A “team leader” — a Python service running alongside the agents — monitors the GitHub project board, matches incoming issues to the right agent based on board fields, and orchestrates the whole workflow. The team leader talks to GitHub Projects v2 via GraphQL, reading and writing the board’s Status, Agent, and Priority fields directly. No labels, no webhook hacks — it operates on the same board I look at every morning.
One friction point: GitHub doesn’t have a concept of “bot developer” accounts that can appear in issue assignee lists. I had to create a real GitHub account with a separate email for each agent so they show up as assignees on the board. It works, but it’s a workaround. GitHub supports custom agents within Copilot, but not as first-class participants in the broader platform. If anyone at GitHub is reading this — native support for non-human collaborators in Issues and Projects would unlock a lot of workflows like this one.

How It Actually Works
The workflow mirrors what I was already doing when working with a single AI coding agent (Cursor, Claude Code, Copilot — I use many of them). The difference is that it’s now automated and parallelized:
- An issue lands in the “Ready” state. I create it, or an agent creates it as a sub-task of a larger plan. It goes onto the GitHub project board. I set its Priority (P0/P1/P2) and assign it to an agent using the board’s
Agentfield — or leave it unassigned and let the supervisor figure it out. - The team leader picks it up. It polls the project board via GraphQL for issues with
Status=Ready, matches them to available agents by theAgentfield, ranks by priority, and kicks off the work. The board column moves toIn progressautomatically. - The agent plans. It reads the issue, consults the architecture docs, recalls its own memory of past work, and produces an implementation plan. The plan gets posted as a comment on the issue.

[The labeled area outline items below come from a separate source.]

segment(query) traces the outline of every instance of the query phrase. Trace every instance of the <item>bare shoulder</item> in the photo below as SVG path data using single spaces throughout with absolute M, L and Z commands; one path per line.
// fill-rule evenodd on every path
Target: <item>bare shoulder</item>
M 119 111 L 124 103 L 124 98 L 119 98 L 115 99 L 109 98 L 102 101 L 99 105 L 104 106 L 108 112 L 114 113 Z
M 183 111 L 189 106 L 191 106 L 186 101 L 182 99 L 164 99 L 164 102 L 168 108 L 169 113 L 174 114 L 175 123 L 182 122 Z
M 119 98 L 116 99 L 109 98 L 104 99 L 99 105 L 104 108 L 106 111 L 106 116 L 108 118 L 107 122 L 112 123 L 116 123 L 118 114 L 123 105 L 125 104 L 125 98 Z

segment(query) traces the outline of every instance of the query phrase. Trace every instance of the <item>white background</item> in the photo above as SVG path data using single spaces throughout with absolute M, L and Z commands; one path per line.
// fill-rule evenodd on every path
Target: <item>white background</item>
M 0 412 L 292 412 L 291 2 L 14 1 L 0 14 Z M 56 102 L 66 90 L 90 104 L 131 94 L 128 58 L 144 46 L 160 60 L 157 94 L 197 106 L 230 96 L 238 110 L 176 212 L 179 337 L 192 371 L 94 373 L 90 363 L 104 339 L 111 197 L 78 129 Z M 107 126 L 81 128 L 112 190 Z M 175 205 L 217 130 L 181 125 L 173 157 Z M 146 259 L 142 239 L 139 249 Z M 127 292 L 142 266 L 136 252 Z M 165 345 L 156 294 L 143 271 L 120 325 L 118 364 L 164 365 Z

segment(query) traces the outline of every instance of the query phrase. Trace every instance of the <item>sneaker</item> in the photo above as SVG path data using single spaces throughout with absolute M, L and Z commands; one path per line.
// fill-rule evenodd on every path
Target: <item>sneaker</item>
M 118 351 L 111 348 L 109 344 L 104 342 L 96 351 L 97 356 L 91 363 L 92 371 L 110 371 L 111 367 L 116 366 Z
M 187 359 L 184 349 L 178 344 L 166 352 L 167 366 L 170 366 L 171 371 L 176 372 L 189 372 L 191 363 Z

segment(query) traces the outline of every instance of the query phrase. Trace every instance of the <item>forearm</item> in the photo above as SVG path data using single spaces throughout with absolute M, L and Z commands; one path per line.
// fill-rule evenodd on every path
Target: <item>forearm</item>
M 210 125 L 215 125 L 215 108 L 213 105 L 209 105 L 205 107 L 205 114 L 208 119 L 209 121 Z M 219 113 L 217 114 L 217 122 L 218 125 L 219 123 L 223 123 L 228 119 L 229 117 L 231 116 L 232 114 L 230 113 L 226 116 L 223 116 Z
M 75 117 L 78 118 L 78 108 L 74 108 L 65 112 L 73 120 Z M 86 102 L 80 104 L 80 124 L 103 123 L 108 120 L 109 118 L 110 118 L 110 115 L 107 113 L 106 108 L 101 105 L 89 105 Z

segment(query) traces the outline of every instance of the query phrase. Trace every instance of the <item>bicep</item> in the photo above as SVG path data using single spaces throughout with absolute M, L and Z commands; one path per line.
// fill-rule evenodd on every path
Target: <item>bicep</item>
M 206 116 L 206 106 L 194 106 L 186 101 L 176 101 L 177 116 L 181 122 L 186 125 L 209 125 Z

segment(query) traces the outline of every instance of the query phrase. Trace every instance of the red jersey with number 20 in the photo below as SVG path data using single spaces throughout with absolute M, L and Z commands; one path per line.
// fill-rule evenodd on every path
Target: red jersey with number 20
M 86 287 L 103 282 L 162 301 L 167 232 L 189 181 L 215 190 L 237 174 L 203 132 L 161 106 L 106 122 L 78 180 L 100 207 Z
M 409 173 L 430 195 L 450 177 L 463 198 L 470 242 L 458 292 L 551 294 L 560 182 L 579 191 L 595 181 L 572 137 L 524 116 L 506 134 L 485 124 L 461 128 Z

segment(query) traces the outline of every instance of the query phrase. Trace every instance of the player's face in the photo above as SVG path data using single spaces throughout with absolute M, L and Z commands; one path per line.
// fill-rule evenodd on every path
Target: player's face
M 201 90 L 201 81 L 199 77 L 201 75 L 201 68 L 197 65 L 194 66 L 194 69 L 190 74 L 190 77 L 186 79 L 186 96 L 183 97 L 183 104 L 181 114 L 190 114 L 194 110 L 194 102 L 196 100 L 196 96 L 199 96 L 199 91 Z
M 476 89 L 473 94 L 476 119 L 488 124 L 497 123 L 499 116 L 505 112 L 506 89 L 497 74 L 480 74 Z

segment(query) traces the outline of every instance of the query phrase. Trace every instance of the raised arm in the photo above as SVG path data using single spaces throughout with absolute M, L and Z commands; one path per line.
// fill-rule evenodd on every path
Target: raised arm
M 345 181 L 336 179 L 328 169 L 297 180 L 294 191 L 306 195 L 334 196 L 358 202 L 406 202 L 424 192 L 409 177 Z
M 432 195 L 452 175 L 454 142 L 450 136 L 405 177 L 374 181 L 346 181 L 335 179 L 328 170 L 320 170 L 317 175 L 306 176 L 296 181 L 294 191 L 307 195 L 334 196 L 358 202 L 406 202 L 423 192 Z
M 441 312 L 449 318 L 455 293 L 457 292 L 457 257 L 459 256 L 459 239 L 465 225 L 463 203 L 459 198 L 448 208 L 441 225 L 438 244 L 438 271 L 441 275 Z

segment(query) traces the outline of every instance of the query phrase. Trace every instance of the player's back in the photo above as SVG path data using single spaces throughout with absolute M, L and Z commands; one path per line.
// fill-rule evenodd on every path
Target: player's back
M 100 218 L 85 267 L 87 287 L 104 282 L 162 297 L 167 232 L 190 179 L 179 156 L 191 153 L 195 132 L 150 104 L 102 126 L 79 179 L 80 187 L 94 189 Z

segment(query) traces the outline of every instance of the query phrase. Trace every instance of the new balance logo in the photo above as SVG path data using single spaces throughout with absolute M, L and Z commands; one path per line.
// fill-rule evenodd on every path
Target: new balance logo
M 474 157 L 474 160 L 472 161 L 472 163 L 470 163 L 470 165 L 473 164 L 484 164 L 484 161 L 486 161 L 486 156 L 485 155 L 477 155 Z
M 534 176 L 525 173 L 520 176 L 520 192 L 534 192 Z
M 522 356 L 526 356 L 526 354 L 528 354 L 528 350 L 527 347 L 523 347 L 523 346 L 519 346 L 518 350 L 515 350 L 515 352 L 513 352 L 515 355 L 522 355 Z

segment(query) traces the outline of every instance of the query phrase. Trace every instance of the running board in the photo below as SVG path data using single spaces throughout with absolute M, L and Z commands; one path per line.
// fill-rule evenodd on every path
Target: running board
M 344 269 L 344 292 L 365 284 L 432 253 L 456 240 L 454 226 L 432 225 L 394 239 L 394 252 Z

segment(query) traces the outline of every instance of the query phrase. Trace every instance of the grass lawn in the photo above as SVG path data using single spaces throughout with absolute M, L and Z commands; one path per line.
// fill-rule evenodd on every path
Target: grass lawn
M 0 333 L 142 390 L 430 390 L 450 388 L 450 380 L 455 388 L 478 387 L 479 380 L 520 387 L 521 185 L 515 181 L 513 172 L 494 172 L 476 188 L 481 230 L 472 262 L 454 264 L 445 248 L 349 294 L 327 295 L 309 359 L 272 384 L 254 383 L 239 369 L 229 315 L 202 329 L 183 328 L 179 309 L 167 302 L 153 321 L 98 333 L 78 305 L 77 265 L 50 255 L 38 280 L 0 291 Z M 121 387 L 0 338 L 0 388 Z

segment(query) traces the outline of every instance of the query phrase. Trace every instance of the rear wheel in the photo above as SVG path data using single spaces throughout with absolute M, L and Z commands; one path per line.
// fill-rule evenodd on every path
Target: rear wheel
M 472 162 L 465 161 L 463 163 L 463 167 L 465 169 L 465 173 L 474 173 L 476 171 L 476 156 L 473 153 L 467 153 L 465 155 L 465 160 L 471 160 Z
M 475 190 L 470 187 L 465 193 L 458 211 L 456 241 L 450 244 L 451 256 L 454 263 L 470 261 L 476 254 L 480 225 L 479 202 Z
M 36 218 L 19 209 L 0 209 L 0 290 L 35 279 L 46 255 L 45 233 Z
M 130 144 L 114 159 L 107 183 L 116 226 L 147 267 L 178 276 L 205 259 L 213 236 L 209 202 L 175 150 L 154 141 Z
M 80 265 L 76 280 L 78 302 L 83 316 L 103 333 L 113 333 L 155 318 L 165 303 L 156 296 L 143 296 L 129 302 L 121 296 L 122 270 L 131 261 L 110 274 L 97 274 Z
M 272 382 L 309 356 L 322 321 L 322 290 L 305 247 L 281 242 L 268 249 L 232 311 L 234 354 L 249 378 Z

- I review the plan. This is the human-in-the-loop gate. I read the plan, maybe leave feedback, and comment `plan-approved` when I’m satisfied. The agent won’t write a line of code until this happens (unless the issue is trivial enough to skip approval).
- The agent implements. It creates a git worktree, writes code, runs build and tests, rebases on main, and opens a PR with
Closes #N. The whole thing. - I review the PR, and the agent merges. If I request changes, the agent addresses them. Once approved, it squash-merges and cleans up.
Going forward, I could have other agents, with a different focus (e.g. “ensure end-to-end architectural integrity”, “you perform security reviews” or “ensure accurate test coverage”) when reviewing plans and code.
The State Machine
Under the hood, each agent’s work is governed by a state machine. The state machine enforces valid transitions. An agent can’t jump from planning to merged. It can’t skip approval. It has to follow the process.
Failure Budgets
Each agent gets a failure budget — currently set to 3. Build and test failures don’t count against it (those are normal during development). But if the agent gets confused, stuck in a loop, or makes no progress, that counts.
After 3 non-build failures on a single issue, the agent stops, files an investigation issue, and moves on. No infinite loops. No burning tokens on a dead end.
Parallel Work with Worktrees
Each agent can work on up to 3 issues simultaneously using git worktrees — isolated copies of the repository. When an agent submits a plan for review and is waiting for approval, it doesn’t sit idle. It picks up another issue in a fresh worktree.
This means a single backend agent might be implementing one feature, waiting for plan approval on another, and responding to PR feedback on a third. All at the same time.
/home/agent/worktrees/
agent-42-add-batch-memory-endpoint/
agent-57-fix-auth-middleware/
agent-63-refactor-service-discovery/
Cross-Agent Collaboration
Agents can collaborate without me as an intermediary.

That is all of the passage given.